Sen. Bernie Sanders wrapped up a weekend campaign swing in Louisiana with a typically fiery speech railing against income inequality and touching on issues of racism and criminal justice during a rally that drew close to 4,000 people to a suburban New Orleans convention center Sunday night.
The rally capped a weekend of events that also saw the Vermont senator, who is seeking the Democratic nomination for president, address the Southern Christian Leadership Conference in Baton Rouge — a chance to emphasize his history of civil rights work after he was heckled last month by demonstrators protesting police brutality and the treatment of black people by law enforcement.
He also discussed gun control in Louisiana, saying Americans must reach a consensus on "common sense" gun control.
Sunday night's speech in Kenner dealt mostly with economic issues. Among Sanders' remedies for an economy that he says benefits billionaires at the expense of the middle class were a $15 minimum wage, mandatory family leave for new parents and a massive program providing jobs by upgrading national infrastructure.
Near the end, he addressed the case of Sandra Bland, a black woman who died in a Texas jail in what authorities said was a suicide, after she was arrested by a white police officer during a traffic stop.
"When an African-American woman gets yanked out of her car," he said, interrupted by shouts and cheers from the crowd in support of his remarks, "when we all know that would not have happened to a middle-class white woman, we know we need some serious change in criminal justice in this country."
His gun control remarks were made earlier Sunday as he was questioned on NBC's Meet the Press while he was in New Orleans — a two-hour drive from where a gunman opened fire in a Lafayette movie theater Thursday night.
He noted the national discord over the gun issue.
"But coming from a rural state, I think I can communicate with folks coming from urban states where guns mean different things than they do in Vermont where it's used for hunting," Sanders said. "That's where we've got to go. We don't have to argue with each other and yell at each other. We need a common sense solution."

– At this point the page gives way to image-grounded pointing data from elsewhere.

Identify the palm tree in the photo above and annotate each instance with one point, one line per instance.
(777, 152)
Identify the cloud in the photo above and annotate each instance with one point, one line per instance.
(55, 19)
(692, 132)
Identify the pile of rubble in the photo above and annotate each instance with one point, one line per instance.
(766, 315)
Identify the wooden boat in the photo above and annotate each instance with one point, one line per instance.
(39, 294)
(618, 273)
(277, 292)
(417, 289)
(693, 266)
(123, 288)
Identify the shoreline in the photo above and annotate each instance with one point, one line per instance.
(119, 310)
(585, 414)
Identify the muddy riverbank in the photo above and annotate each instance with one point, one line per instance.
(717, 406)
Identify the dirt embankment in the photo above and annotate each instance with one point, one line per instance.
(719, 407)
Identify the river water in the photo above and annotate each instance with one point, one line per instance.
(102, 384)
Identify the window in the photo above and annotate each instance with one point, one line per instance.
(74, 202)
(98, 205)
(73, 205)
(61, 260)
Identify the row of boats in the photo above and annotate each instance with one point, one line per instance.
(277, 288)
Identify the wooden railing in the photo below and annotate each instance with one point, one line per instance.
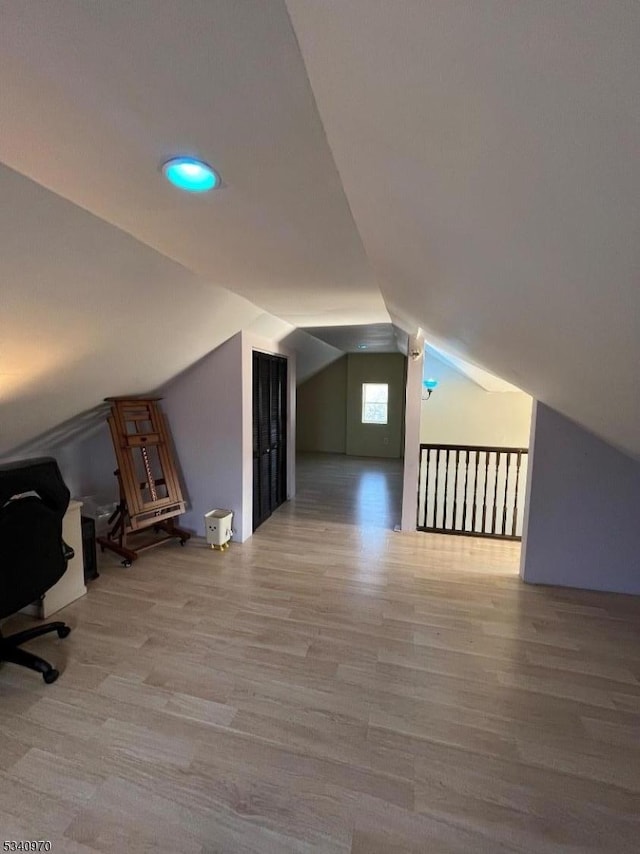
(475, 490)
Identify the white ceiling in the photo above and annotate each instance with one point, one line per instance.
(469, 168)
(95, 96)
(369, 338)
(489, 153)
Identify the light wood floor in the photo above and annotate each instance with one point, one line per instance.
(329, 688)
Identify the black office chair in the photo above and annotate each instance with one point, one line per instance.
(33, 555)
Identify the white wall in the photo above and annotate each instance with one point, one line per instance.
(583, 503)
(460, 412)
(412, 418)
(204, 411)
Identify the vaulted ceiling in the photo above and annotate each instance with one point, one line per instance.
(469, 168)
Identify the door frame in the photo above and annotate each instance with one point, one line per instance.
(251, 342)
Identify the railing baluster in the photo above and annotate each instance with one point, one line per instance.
(455, 493)
(446, 487)
(475, 493)
(435, 492)
(515, 502)
(486, 481)
(466, 480)
(506, 487)
(495, 494)
(433, 486)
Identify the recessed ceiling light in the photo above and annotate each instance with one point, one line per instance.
(194, 176)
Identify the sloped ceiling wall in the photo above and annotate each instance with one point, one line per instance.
(489, 153)
(86, 311)
(486, 190)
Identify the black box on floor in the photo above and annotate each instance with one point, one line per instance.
(89, 548)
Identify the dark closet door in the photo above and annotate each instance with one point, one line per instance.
(269, 435)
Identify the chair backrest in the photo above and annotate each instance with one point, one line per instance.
(33, 501)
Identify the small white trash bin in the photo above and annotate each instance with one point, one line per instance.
(217, 525)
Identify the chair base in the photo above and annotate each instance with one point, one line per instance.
(10, 649)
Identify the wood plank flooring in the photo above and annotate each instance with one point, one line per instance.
(329, 686)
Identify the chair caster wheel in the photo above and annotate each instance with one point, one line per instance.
(50, 676)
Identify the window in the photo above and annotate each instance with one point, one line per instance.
(375, 403)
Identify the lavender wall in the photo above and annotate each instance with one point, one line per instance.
(583, 525)
(204, 410)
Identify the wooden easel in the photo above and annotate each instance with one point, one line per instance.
(150, 496)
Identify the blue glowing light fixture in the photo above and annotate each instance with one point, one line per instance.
(194, 176)
(428, 386)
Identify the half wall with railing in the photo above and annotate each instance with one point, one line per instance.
(474, 490)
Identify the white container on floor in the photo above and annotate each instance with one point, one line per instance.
(218, 530)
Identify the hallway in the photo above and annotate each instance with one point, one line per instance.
(361, 491)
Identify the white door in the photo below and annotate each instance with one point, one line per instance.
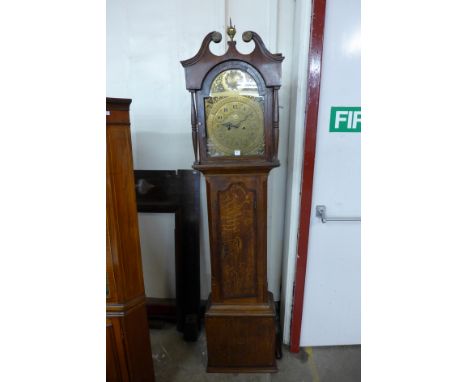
(332, 306)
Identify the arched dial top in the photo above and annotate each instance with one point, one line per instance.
(267, 63)
(234, 116)
(235, 107)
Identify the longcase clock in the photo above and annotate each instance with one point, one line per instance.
(235, 140)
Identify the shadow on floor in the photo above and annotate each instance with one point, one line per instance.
(178, 361)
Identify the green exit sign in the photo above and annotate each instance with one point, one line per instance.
(345, 119)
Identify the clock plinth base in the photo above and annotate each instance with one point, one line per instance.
(241, 338)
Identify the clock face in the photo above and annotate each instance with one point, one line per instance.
(234, 116)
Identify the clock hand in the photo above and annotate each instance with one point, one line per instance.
(229, 125)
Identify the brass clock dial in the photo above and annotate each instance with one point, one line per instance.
(234, 116)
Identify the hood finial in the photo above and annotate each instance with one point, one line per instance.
(231, 30)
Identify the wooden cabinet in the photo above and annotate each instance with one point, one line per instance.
(127, 333)
(235, 122)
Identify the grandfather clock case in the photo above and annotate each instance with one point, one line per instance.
(235, 121)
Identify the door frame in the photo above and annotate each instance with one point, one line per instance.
(310, 141)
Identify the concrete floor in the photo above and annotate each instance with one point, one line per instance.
(179, 361)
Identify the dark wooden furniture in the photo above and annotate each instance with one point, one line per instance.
(240, 316)
(177, 192)
(128, 345)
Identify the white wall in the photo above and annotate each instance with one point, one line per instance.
(331, 314)
(145, 42)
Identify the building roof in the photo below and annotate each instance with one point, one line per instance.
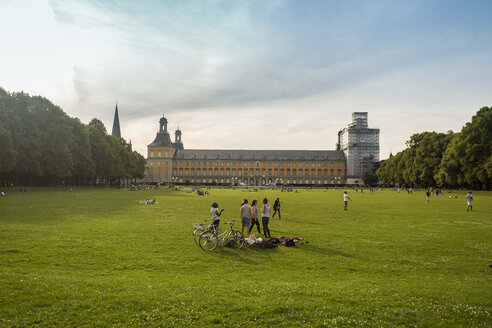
(264, 155)
(161, 140)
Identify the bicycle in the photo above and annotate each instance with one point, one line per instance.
(199, 228)
(210, 239)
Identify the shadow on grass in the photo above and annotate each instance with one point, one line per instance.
(325, 251)
(246, 254)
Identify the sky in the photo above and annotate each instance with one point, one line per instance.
(254, 74)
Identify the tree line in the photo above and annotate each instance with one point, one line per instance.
(41, 145)
(449, 159)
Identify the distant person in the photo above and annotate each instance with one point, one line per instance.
(276, 208)
(245, 215)
(214, 211)
(346, 198)
(254, 217)
(265, 217)
(469, 199)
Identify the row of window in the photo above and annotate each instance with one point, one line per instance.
(246, 172)
(252, 182)
(159, 153)
(257, 165)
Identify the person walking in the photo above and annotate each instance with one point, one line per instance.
(276, 208)
(245, 215)
(214, 211)
(265, 217)
(346, 198)
(254, 217)
(469, 198)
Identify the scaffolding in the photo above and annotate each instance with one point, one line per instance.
(361, 147)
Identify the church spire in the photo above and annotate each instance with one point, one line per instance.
(116, 123)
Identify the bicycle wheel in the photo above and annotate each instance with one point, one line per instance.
(196, 234)
(236, 239)
(208, 241)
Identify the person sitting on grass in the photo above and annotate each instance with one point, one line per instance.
(214, 211)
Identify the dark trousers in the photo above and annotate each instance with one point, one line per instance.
(253, 222)
(266, 231)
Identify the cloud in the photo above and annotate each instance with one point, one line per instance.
(292, 71)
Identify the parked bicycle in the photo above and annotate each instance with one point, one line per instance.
(211, 238)
(199, 228)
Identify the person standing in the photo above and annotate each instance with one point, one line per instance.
(265, 217)
(346, 198)
(214, 211)
(245, 215)
(469, 198)
(254, 217)
(276, 208)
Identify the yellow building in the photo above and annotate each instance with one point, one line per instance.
(169, 162)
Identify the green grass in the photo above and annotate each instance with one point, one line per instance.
(95, 258)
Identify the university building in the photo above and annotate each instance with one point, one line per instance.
(170, 162)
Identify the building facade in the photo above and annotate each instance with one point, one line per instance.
(170, 162)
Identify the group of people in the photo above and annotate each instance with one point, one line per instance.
(249, 215)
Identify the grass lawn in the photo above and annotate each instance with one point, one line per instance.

Sanders said Americans must find agreement on gun laws, such as improved background checks to prevent gun sales to people with criminal records or a history of mental instability or domestic abuse.

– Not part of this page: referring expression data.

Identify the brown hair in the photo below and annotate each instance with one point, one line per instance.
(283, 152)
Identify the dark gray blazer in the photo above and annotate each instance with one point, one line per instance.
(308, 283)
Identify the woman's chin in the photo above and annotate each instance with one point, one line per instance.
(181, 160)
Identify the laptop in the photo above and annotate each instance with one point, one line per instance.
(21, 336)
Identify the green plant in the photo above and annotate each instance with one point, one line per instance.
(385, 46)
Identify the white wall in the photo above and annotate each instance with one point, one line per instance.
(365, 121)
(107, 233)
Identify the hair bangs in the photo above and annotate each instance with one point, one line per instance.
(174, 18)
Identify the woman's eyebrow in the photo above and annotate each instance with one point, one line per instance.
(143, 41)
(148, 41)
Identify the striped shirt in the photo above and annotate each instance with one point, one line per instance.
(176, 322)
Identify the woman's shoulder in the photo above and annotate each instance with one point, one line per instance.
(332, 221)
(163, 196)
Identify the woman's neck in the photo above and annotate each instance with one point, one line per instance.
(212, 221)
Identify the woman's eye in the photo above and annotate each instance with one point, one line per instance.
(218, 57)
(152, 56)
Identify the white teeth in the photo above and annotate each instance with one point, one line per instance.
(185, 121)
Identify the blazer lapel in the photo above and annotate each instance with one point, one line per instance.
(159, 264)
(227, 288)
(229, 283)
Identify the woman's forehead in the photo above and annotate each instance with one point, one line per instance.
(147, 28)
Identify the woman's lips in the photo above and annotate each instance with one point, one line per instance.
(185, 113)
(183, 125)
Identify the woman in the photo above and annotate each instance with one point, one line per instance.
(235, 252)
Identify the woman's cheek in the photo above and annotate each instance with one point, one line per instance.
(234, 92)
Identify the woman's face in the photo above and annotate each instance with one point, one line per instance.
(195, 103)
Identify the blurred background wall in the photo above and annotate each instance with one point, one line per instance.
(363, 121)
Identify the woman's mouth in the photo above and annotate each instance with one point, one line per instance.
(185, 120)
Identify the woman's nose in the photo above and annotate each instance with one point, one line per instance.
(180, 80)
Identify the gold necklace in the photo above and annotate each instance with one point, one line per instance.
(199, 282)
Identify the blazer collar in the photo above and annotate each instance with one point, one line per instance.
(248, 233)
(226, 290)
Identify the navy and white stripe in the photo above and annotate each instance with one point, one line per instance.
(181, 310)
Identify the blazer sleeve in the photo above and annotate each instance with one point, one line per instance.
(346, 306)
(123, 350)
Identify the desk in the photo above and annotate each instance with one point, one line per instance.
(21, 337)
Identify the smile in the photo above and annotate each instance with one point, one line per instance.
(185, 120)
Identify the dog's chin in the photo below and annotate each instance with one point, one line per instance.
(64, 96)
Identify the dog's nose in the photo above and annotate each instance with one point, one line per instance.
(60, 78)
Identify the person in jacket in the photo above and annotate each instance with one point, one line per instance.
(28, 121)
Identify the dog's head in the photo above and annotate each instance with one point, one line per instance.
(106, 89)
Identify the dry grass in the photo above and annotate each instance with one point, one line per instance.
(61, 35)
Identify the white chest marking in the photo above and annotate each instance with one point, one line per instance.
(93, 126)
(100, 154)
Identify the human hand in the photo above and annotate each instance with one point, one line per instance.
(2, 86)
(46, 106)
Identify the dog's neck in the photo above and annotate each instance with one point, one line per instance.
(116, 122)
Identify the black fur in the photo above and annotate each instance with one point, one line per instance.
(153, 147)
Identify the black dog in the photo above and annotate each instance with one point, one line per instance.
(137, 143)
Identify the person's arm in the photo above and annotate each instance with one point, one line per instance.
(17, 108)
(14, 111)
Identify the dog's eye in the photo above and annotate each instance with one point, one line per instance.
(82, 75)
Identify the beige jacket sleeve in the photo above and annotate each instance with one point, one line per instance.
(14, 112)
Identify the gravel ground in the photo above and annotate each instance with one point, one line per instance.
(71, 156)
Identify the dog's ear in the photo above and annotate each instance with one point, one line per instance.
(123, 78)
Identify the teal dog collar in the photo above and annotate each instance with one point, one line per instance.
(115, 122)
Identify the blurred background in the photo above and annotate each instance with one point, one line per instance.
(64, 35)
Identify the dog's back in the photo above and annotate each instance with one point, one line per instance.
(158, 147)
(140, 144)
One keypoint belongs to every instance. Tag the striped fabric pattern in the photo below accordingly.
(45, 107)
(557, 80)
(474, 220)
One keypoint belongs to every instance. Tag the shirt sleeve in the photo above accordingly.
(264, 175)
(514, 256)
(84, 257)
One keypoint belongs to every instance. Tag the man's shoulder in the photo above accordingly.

He participated in Sunday morning's Meet the Press broadcast from New Orleans, a two-hour drive from Lafayette, where a gunman opened fire in a movie theater Thursday night.
The Louisiana events came a month after Sanders was heckled in Phoenix at the annual Netroots Nation convention by demonstrators protesting police brutality and the treatment of black people by law enforcement.
At the SCLC event on Saturday, Sanders stressed his participation in civil rights protests as a college student and his work for housing desegregation in Chicago while a member of the Congress for Racial Equality. And he sought in remarks prepared for the event to link fights for racial equality to his campaign theme of the need to address wealth and income inequality, citing remarks by Martin Luther King in 1968, linking racial justice to the availability of jobs.